How would you having a dust collector in your shop affect the hotel?


----------



## sbell111 (Jun 13, 2008)

> _Originally posted by Blind_Squirrel_
> 
> I currently have the smaller Fein shop vac that I use as a localize DC.  I am looking to get something that:
> - Is small enough to go into my garage
> ...


We have a 2hp HF dust collector in our garage shop.  It sucks well and wasn't very expensive.  I bought it on sale for something like $169 and also picked up the canister conversion kit for another hundred or so.

It's not too loud.  It's certainly louder than a shop vac, but not horribly so.  The additional dust clearing ability is worth a little bit more noise.  We did put as much distance between it and the primary working areas as possible.


----------



## Glass Scratcher (Jun 13, 2008)

> _Originally posted by Blind_Squirrel_
> 
> Are there any owners of the Harbor Freight 1 HP MINI DUST COLLECTOR http://www.harborfreight.com/cpi/ctaf/displayitem.taf?Itemnumber=94029 that can tell me what the noise level of one of these is?



*IT'S VERRY LOUD! LIKE A JET TURBINE LOUD!*

It is a super sucker.  I wouldn't mind getting another one for the house and putting a Mini-Clearview or an Oneida Dust Deputy on it.

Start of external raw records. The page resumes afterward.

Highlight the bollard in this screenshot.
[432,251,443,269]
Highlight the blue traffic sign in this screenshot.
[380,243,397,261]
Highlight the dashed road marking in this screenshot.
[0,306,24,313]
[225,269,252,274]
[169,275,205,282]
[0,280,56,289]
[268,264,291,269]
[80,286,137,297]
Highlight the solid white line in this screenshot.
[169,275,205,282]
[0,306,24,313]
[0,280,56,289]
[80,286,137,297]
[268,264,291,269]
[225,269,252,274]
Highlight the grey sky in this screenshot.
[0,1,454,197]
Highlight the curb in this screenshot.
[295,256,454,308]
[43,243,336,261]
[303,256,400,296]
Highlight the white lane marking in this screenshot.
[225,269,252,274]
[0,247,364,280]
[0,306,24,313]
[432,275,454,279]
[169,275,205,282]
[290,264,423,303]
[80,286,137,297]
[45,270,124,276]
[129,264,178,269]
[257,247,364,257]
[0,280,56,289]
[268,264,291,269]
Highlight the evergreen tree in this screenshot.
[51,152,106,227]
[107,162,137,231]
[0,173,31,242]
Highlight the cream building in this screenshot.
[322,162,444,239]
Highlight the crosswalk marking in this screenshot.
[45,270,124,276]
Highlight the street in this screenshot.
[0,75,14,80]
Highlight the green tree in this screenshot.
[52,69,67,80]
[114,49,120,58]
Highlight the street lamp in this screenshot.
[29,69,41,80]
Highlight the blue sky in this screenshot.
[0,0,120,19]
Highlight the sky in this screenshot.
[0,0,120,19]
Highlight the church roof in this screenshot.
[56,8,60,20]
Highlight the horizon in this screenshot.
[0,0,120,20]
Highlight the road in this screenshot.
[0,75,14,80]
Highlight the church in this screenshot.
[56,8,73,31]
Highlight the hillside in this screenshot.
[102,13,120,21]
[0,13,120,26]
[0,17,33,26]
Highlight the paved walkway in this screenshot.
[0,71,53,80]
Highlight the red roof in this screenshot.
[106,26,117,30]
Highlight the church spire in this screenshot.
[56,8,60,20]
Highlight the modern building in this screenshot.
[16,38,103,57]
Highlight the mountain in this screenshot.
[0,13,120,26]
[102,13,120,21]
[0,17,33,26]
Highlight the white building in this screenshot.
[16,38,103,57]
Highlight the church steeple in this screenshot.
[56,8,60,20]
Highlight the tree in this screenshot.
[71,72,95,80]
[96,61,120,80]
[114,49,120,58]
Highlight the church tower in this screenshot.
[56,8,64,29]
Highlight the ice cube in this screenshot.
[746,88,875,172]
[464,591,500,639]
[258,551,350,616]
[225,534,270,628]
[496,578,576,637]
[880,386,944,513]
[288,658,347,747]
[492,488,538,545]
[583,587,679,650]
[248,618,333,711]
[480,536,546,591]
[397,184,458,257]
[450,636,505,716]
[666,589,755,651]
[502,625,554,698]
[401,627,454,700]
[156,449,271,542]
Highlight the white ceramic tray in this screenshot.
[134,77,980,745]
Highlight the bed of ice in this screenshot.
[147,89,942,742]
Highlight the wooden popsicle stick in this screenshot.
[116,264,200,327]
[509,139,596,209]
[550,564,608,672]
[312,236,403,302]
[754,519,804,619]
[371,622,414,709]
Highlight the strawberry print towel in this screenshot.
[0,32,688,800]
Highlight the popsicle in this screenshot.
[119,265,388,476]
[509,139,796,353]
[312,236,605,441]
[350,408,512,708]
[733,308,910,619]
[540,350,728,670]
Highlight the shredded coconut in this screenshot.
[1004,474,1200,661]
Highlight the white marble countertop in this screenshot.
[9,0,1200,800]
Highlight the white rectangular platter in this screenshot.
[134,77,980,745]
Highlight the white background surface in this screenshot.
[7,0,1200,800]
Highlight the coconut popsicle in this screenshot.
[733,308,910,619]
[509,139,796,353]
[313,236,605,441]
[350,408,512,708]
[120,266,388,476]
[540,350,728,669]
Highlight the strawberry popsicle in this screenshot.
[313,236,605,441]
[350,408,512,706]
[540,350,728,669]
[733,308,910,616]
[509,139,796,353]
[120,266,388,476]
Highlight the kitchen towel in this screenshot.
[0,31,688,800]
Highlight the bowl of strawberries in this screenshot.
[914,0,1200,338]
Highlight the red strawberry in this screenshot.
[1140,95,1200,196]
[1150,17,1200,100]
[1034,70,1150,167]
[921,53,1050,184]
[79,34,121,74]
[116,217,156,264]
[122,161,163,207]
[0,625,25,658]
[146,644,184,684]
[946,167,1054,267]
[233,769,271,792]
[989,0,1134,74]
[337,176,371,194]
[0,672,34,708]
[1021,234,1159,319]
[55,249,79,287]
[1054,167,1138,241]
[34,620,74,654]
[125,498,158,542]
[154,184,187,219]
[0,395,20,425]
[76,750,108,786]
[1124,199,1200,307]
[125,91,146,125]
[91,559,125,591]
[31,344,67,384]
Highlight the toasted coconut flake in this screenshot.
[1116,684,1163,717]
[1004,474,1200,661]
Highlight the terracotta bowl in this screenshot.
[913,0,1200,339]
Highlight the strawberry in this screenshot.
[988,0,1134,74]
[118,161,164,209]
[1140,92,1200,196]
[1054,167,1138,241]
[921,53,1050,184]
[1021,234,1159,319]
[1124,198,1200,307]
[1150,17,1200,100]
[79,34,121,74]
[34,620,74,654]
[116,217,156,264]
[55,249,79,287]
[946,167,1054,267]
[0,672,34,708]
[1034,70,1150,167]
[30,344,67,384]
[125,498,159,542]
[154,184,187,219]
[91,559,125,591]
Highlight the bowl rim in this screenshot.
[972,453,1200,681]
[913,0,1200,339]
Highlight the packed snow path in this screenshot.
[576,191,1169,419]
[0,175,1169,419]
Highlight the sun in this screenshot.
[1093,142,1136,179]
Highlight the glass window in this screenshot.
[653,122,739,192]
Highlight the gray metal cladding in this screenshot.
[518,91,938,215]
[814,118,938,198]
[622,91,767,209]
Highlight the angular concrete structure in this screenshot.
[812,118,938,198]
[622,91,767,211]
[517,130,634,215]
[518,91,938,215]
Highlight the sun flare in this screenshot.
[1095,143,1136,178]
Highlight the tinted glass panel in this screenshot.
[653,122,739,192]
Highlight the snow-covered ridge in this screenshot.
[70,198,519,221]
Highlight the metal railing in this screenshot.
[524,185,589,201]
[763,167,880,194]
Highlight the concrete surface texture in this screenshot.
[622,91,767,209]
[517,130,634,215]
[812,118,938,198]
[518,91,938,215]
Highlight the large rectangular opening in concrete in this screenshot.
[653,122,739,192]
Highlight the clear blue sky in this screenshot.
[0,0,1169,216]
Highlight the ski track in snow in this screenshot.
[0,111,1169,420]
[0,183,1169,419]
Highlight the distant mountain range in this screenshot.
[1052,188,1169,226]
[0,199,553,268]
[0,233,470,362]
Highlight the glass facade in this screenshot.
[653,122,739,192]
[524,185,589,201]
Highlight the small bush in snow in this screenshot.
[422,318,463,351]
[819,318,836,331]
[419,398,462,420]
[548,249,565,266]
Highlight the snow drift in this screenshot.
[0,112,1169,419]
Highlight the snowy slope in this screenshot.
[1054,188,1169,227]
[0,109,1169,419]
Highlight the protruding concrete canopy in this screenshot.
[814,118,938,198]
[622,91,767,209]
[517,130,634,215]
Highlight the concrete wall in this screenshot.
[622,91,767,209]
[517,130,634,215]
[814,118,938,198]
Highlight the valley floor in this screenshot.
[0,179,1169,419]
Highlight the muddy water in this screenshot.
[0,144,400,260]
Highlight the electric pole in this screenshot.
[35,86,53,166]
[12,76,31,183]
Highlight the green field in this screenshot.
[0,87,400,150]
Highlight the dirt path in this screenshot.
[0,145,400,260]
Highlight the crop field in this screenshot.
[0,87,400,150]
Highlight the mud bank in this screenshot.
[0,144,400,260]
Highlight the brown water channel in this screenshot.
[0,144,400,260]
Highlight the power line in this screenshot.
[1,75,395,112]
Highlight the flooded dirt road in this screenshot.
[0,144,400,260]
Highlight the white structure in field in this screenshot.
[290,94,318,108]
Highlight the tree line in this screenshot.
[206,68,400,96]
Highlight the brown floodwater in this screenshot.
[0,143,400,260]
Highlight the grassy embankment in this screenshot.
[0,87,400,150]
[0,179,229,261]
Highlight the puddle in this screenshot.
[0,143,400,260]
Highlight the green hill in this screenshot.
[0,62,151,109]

You need to replace the bag that comes with it with a .3 (point 3) micron bag from Grizzly. 
http://www.grizzly.com/products/H4340

You can also put a muffler on it or build a sound suppression box for it.


----------



## intillzah (Jun 13, 2008)

> _Originally posted by sbell111_
> 
> 
> 
> ...


Just wanting to be a courteous neighbor and not keep those guests awake at night or PO'd..


----------



## TellicoTurning (Jun 13, 2008)

HF has a 2 hp with 1600 CFM that isn't all that loud... if you watch the sales, its under $200.


----------